Cincinnati chili #2
8 Servings
Ingredients
Quantity | Ingredient | |
---|---|---|
1 | tablespoon | Oil |
½ | cup | Onions; chopped |
2 | pounds | Ground beef |
¼ | cup | Chili powder |
1 | teaspoon | Cinnamon |
1 | teaspoon | Cumin |
¼ | teaspoon | Allspice |
¼ | teaspoon | Cloves ground |
1 | Bay leaf | |
½ | ounce | Chocolate unsweetened |
2 | cans | Beef broth |
1 | can | Tomato sauce |
2 | tablespoons | Cider vinegar |
¼ | teaspoon | Ground red pepper |
Spaghetti; cooked | ||
Chedder cheese; grated |
Directions
Heat oil in a large saucepan over medium heat. Add onion and cook, stirring frequently, until tender, about 6 minutes. Add beef, in batches if necessary, and cook, breaking up with a wooden spoon, until browned.

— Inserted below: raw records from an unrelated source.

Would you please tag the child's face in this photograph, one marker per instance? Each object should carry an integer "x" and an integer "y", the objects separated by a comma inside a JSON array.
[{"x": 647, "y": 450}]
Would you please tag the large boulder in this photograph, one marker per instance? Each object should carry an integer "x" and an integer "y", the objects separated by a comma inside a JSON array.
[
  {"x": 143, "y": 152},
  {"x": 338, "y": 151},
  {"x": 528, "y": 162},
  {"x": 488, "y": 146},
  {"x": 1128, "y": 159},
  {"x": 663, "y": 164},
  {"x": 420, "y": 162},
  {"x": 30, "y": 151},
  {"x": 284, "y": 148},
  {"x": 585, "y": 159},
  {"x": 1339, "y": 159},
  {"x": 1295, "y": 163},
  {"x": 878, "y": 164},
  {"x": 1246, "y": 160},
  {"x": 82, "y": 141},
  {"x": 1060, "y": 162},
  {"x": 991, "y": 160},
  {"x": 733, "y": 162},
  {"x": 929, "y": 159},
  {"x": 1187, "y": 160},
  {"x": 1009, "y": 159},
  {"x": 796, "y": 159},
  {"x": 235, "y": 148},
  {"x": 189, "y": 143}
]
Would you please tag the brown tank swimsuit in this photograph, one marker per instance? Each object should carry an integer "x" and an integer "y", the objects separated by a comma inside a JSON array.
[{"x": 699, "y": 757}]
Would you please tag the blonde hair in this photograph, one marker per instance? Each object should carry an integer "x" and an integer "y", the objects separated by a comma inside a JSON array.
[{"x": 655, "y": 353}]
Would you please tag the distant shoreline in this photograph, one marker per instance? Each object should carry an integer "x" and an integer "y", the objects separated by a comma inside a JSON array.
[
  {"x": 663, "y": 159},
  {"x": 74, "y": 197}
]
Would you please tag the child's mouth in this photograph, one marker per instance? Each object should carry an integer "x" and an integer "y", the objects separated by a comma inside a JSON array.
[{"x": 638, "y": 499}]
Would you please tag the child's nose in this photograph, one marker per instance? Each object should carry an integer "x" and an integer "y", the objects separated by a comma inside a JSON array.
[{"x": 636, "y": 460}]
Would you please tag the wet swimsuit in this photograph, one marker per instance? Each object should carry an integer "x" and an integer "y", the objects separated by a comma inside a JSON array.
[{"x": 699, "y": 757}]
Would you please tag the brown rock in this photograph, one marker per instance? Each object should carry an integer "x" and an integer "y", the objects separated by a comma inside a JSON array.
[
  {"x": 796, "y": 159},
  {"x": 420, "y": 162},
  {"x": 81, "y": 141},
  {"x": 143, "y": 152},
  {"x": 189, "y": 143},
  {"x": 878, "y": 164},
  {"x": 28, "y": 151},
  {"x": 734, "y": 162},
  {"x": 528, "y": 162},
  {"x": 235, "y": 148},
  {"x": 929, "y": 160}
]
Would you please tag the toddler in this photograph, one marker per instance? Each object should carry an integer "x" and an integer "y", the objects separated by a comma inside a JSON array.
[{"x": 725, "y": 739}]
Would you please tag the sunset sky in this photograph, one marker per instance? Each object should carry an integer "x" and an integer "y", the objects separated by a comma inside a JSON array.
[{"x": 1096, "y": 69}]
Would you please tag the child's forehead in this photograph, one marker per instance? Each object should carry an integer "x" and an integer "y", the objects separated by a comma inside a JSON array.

Add remaining ingredients, except spaghetti and cheese. Stir to mix well. Bring to a boil. Reduce heat to low; cover and simmer 1½ hours, stirring occasionally. Best if you now refrigerate overnight. Remove the bay leaf. Reheat gently over medium heat. Serve over hot, drained spaghetti. Top with shredded cheddar cheese.